Address
- 1400 High School Drive Magnolia, Arkansas, 71753 United States

District information
- Type: Public
- Grades: PreK–12
- NCES District ID: 0500044

Students and staff
- Students: 2,693
- Teachers: 219.19
- Staff: 212.41
- Student–teacher ratio: 12.29

Other information
- Website: www.magnoliaschools.net

= Magnolia School District (Arkansas) =

School district in Arkansas

Magnolia School District is a public school district based in Magnolia, the county seat of Columbia County, Arkansas. It serves Magnolia, Village, McNeil, and Waldo. In the 2013-2014 school year the district had 2,746 students.

==History==
The Village School District consolidated into the Magnolia district on July 1, 1986. The Walker School District consolidated into the Magnolia district on July 1, 2004. The Waldo School District consolidated into the Magnolia district on July 1, 2006. The Waldo district administration did not wish to consolidate into the Magnolia district, but the Arkansas Board of Education forced the merger with a unanimous vote.

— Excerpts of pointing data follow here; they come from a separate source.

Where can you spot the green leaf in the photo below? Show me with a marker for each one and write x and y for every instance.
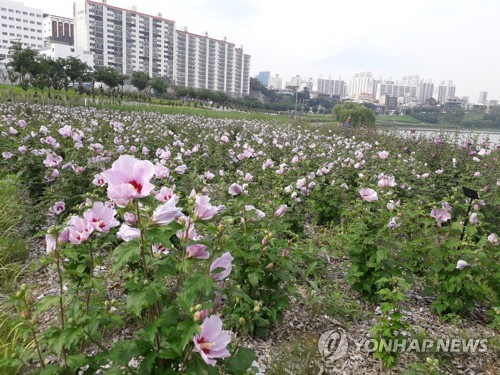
(253, 278)
(187, 329)
(124, 351)
(199, 283)
(125, 253)
(47, 303)
(138, 300)
(242, 361)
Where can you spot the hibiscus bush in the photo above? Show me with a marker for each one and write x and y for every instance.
(178, 233)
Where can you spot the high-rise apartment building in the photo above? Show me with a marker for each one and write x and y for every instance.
(203, 62)
(483, 97)
(361, 83)
(132, 41)
(19, 23)
(443, 91)
(331, 87)
(276, 82)
(425, 91)
(263, 77)
(58, 29)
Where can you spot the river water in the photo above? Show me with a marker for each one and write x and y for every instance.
(458, 135)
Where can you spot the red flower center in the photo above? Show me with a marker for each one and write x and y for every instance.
(137, 186)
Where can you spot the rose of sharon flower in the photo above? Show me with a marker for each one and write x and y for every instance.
(129, 178)
(368, 194)
(51, 243)
(203, 210)
(101, 217)
(493, 238)
(440, 215)
(166, 213)
(473, 218)
(383, 154)
(197, 251)
(59, 207)
(79, 230)
(235, 189)
(393, 223)
(225, 261)
(127, 233)
(281, 210)
(212, 341)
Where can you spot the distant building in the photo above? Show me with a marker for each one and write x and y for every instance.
(425, 91)
(443, 91)
(361, 83)
(129, 41)
(58, 29)
(263, 77)
(453, 102)
(364, 97)
(275, 83)
(331, 87)
(390, 103)
(56, 50)
(483, 98)
(20, 24)
(465, 102)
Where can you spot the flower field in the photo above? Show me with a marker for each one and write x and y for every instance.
(195, 232)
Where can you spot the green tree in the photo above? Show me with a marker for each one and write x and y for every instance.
(76, 71)
(360, 115)
(159, 85)
(140, 80)
(23, 62)
(111, 78)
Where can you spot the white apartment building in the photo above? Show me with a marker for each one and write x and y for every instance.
(213, 64)
(58, 29)
(276, 82)
(361, 83)
(425, 91)
(59, 50)
(19, 23)
(483, 98)
(125, 39)
(331, 87)
(132, 41)
(443, 91)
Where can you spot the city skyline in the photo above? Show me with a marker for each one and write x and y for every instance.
(451, 40)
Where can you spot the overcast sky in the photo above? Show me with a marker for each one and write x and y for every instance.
(455, 40)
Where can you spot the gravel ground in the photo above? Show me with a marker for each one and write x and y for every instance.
(293, 344)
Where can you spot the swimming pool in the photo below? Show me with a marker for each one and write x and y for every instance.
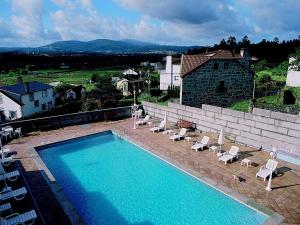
(112, 181)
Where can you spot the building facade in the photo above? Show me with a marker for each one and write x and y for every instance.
(25, 99)
(293, 76)
(170, 76)
(217, 78)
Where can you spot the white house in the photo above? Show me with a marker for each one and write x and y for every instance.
(130, 72)
(170, 76)
(293, 76)
(25, 99)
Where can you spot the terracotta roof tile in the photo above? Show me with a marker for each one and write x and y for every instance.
(191, 62)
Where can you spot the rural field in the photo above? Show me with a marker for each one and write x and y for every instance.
(52, 75)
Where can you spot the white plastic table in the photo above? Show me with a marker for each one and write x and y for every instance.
(246, 162)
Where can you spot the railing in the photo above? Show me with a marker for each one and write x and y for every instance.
(54, 122)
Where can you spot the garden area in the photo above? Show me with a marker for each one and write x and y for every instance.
(270, 90)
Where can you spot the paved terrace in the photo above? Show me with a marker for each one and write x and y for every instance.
(284, 199)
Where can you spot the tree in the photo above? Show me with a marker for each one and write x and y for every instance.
(105, 93)
(231, 42)
(295, 62)
(245, 42)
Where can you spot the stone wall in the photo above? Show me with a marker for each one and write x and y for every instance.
(201, 85)
(55, 122)
(260, 129)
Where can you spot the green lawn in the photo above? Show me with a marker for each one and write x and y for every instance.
(52, 75)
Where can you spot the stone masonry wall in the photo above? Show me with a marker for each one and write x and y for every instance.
(200, 85)
(260, 129)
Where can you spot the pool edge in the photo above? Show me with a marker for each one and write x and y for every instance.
(273, 217)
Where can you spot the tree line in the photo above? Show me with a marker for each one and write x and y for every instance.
(274, 51)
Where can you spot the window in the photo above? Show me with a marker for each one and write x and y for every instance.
(216, 66)
(12, 114)
(225, 66)
(31, 97)
(36, 103)
(221, 87)
(44, 93)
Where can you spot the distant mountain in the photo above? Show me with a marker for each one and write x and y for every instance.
(104, 46)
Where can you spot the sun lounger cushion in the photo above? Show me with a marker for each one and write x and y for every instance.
(24, 218)
(18, 194)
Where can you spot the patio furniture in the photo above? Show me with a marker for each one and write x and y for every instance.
(201, 145)
(267, 169)
(18, 194)
(11, 176)
(6, 161)
(8, 129)
(178, 136)
(246, 162)
(143, 121)
(5, 207)
(27, 218)
(186, 124)
(4, 151)
(168, 132)
(188, 139)
(230, 155)
(137, 113)
(213, 148)
(18, 132)
(160, 127)
(4, 135)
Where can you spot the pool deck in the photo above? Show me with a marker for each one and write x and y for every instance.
(284, 199)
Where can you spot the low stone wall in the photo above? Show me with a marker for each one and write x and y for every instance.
(260, 129)
(54, 122)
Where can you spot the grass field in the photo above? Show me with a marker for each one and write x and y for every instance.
(46, 76)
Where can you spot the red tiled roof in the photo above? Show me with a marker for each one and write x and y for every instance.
(191, 62)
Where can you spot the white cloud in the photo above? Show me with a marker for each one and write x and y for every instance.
(27, 18)
(186, 22)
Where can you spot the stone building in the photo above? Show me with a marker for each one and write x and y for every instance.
(217, 78)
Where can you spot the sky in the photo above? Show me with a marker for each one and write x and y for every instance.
(32, 23)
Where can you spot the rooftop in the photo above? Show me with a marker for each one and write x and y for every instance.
(283, 199)
(23, 88)
(191, 62)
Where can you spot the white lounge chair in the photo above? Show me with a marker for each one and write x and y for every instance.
(18, 132)
(202, 144)
(4, 152)
(143, 121)
(6, 161)
(178, 136)
(27, 218)
(160, 127)
(12, 176)
(5, 207)
(18, 194)
(230, 155)
(267, 169)
(137, 113)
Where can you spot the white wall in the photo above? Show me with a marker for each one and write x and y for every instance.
(293, 77)
(170, 76)
(8, 105)
(29, 108)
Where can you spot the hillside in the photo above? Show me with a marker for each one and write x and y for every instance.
(103, 46)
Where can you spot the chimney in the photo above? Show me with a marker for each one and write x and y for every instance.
(245, 53)
(19, 80)
(26, 87)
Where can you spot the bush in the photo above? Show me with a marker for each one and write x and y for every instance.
(242, 105)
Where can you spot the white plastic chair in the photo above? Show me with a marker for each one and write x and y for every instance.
(267, 169)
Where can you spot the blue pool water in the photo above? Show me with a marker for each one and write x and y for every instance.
(113, 182)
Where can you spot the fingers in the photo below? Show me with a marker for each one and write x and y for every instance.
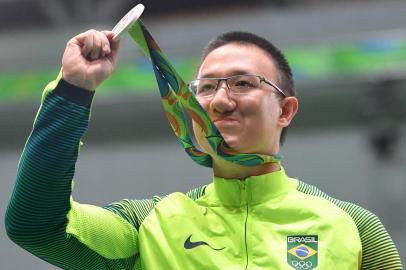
(93, 44)
(114, 46)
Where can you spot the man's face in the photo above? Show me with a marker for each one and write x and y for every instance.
(249, 123)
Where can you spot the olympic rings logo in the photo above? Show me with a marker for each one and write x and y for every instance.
(302, 264)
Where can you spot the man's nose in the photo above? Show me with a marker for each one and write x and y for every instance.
(222, 101)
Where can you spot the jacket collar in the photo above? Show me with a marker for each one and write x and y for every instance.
(253, 190)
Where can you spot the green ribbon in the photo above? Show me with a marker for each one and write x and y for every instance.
(177, 99)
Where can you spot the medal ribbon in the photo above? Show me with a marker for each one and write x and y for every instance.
(177, 99)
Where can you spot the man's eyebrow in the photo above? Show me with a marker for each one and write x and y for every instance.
(232, 73)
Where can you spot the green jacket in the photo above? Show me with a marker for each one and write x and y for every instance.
(269, 221)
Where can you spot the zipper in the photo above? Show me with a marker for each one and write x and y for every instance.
(245, 234)
(244, 196)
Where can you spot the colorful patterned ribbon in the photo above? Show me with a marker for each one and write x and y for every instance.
(177, 98)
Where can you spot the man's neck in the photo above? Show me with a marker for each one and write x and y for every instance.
(228, 170)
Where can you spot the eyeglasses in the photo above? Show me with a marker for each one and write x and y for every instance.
(238, 84)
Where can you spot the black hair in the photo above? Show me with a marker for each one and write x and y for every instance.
(285, 78)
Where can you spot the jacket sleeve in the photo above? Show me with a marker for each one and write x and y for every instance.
(42, 217)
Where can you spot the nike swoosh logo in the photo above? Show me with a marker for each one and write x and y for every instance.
(189, 244)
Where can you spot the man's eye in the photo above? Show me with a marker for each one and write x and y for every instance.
(206, 87)
(244, 83)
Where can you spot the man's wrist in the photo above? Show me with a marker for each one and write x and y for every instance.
(74, 93)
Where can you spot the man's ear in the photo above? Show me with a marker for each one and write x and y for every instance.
(289, 107)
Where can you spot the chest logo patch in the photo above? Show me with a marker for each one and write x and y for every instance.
(302, 251)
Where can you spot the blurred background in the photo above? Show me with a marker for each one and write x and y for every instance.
(349, 62)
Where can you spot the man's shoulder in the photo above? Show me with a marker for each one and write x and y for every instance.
(372, 232)
(361, 216)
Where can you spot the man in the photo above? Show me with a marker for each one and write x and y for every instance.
(250, 217)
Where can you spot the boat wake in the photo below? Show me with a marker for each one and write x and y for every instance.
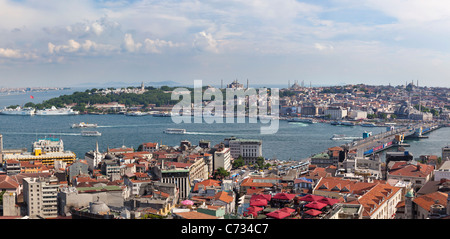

The Arkansas Board of Education voted to dissolve the Stephens School District in 2014, and the portion in Columbia County, serving McNeil and the surrounding area, was given to the Magnolia School District. About 160 students were reassigned to Magnolia schools as a result.

== Schools ==
Secondary education:
- Magnolia High School, serving grades 10 through 12.
- Magnolia Junior High School, serving grades 7 through 9.

Early childhood and elementary education:
- Central Elementary School, serving grades 4 through 6.
- Eastside Elementary School, serving grades 1 through 3.
- Eastside Kindergarten Center, serving kindergarten.
- Walker Pre-K Center, serving prekindergarten.